Some of the papers of particular interest to the Threatened Species and Communities Section were:

  • Germplasm Storage and Community Involvement by Darren Touchell of Kings Park and Botanic Garden, Perth. This paper discussed recovery actions in the central wheatbelt, an area which contains 67 endangered and many vulnerable plant species. The recovery work has involved the cooperation of Kings Park and the local community.
  • The session Information Collection and Dissemination, was chaired by Katrina Jensz and included a paper by Sandra and Gwyn Griffiths of the Queensland Biodiversity Network, a community organisation on Queensland's Vanishing Species Database: Bringing Biodiversity to the Community. The paper outlined this innovative programme which makes threatened species information available to users on a local scale.
  • David Keith's paper, Design of Rare Plant Surveys: Asking the Right Questions to Fill Information Gaps, reported on an ESP funded project to survey rare Epacris species in Tasmania.
  • The 3rd session comprised three papers all reporting on projects which are ESP funded. In particular, Rod Peakall's paper, Defining Research Priorities for Achieving Practical Conservation Outcomes: Lessons from the Case of Zieria prostrata, received overwhelming critical acclaim.
  • The 4th session comprised 8 papers on a range of topics including the dangers of modern agricultural practices, various examples of community participation, and cooperative conservation work between industry and government.
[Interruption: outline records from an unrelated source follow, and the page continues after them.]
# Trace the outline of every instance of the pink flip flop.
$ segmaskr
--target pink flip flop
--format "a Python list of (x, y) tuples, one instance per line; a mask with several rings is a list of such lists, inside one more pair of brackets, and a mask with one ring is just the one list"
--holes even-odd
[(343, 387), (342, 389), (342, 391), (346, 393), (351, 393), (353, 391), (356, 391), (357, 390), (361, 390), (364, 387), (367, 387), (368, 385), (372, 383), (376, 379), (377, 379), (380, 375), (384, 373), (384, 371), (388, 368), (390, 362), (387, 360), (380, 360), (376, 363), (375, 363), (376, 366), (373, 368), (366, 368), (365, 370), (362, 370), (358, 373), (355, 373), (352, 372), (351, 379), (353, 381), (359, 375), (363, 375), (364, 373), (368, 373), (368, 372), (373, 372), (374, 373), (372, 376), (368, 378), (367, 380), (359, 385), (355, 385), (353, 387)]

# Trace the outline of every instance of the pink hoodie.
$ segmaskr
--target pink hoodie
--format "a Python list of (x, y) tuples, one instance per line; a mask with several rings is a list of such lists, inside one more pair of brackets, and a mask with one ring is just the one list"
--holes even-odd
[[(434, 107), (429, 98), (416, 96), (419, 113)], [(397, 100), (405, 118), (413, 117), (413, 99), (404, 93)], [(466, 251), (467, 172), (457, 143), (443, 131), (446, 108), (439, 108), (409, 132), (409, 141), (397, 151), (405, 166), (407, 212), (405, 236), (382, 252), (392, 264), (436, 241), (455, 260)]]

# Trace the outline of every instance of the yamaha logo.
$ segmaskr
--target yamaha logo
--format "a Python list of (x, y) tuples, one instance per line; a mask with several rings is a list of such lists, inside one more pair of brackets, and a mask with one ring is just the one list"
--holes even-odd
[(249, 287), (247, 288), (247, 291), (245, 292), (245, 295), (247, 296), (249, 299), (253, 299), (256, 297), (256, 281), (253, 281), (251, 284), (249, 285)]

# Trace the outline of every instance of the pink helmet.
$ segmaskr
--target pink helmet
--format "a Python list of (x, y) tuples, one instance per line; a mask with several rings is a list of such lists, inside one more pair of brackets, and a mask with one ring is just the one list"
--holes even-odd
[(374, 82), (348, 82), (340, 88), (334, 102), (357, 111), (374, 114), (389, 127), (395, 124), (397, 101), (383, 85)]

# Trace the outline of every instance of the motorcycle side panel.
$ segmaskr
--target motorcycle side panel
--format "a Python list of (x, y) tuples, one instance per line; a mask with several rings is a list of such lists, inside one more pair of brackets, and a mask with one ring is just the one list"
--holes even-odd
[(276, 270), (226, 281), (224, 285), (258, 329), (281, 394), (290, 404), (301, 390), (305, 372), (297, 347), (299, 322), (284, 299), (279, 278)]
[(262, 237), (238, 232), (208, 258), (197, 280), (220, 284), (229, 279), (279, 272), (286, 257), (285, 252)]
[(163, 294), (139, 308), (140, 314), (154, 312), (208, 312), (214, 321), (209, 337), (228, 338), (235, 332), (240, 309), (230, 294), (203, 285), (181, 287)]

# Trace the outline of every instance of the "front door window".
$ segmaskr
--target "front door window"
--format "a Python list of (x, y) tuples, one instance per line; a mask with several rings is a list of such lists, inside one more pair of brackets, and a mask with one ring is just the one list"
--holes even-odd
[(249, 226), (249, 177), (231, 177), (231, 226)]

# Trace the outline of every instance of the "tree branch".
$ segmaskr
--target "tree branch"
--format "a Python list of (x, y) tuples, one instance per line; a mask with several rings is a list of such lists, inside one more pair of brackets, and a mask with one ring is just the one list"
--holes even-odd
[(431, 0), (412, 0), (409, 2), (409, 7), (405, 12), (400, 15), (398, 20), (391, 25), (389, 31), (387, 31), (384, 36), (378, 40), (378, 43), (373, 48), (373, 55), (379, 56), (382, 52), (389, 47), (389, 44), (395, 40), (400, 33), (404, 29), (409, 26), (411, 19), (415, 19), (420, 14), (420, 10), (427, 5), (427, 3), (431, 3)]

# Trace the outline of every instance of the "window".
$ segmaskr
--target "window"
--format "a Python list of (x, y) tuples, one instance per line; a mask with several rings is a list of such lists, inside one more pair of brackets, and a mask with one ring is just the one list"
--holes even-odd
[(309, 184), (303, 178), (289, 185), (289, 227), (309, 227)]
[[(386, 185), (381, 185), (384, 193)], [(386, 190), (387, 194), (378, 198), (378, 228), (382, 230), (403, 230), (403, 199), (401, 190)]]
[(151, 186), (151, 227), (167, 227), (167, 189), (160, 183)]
At the conference dinner, Dr Mary White, author of The Greening of Gondwana gave an interesting talk in which she illustrated that all of today's environmental problems are inevitable given the Australian palaeobotanical record and human activity since 1770.

Field trips were held on the fourth day to Dorrigo National Park (rainforest) or Bongil Bongil Garden, which contains an interesting collection of native plant species in cultivation (a private garden of John Wrigley, who was instrumental in the formation of the Australian National Botanic Garden in Canberra), and to Bruxner Park Flora Reserve which supplied an interesting overview of cool-tropical rainforest flora.

Overall, once again the ANPC conference was a useful networking exercise, with excellent informative papers.